At December 8, 2008 12:32 PM , Blogger Deseret Dawg said...

Patti Harrington personifies one of the major deficiencies of the public education environment. In response to Stephenson's criticism, she cries about the title of the show being "beyond the pale" rather than addresses the issues.

When we who pay the salaries of public officials with our taxes criticize them, we are not trying to make them feel better about themselves. Instead, we want them to change their behavior or their practices. Whether they feel good about it is irrelevant - they are responsible for their own self-esteem.

Patti Harrington isn't some itinerant pizza delivery girl from Provo. She is a professional civil servant who is paid to take heat. I expect her to take it - and respond it like an adult.

 
At December 8, 2008 4:00 PM , Anonymous Anonymous said...

The Utah Education Association has long been under fire for performance beyond the pale! The along with UAW have long lived their life expectancy or need!

 
At December 10, 2008 9:11 AM , Anonymous Anonymous said...
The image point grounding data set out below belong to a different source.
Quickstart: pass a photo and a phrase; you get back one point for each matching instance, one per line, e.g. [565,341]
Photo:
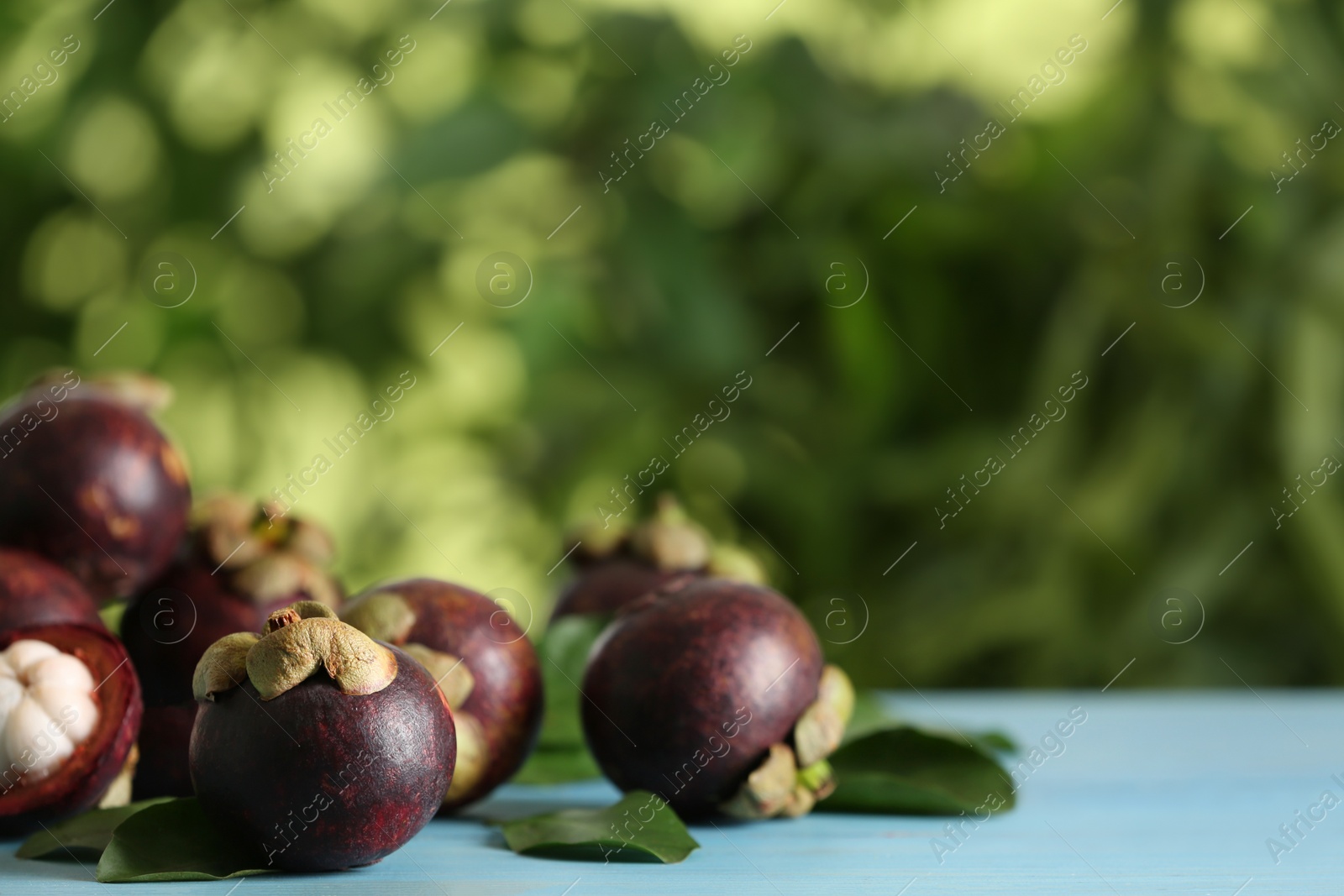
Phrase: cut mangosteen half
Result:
[69,718]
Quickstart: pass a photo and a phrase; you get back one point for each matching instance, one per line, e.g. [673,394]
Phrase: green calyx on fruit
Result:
[268,555]
[456,683]
[383,616]
[793,778]
[296,642]
[822,726]
[669,540]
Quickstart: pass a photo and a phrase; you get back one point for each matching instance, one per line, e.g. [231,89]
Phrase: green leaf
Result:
[561,752]
[870,714]
[615,833]
[175,841]
[906,772]
[82,837]
[112,616]
[564,653]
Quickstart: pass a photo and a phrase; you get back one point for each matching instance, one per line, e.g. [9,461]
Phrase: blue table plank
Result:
[1155,793]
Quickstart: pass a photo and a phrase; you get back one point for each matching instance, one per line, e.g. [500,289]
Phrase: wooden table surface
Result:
[1155,793]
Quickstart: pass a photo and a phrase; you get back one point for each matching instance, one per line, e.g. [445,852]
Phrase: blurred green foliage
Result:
[761,214]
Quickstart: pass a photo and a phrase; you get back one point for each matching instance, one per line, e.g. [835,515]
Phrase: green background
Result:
[769,210]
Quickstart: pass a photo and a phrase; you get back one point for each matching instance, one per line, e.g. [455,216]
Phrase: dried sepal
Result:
[454,680]
[766,790]
[223,665]
[671,540]
[383,616]
[472,758]
[295,644]
[822,726]
[737,564]
[296,649]
[269,555]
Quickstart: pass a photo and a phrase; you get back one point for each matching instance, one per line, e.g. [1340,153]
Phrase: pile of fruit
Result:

Deseret Dawg is absolutely right. What the Superintendent should have said is that Sen. Stephenson has AGAIN stepped over the bounds of his elected position to push for something he personally wants to happen regardless of the value to the state. If Stephenson would quit trying to find solutions to educational issues in slick ad campaigns, he might have the time to listen to people who actually research education policy on a regular basis. Stephenson, like most of our politicians for life, has no interest in what's best for public education in Utah, his only interest is his own ego and career.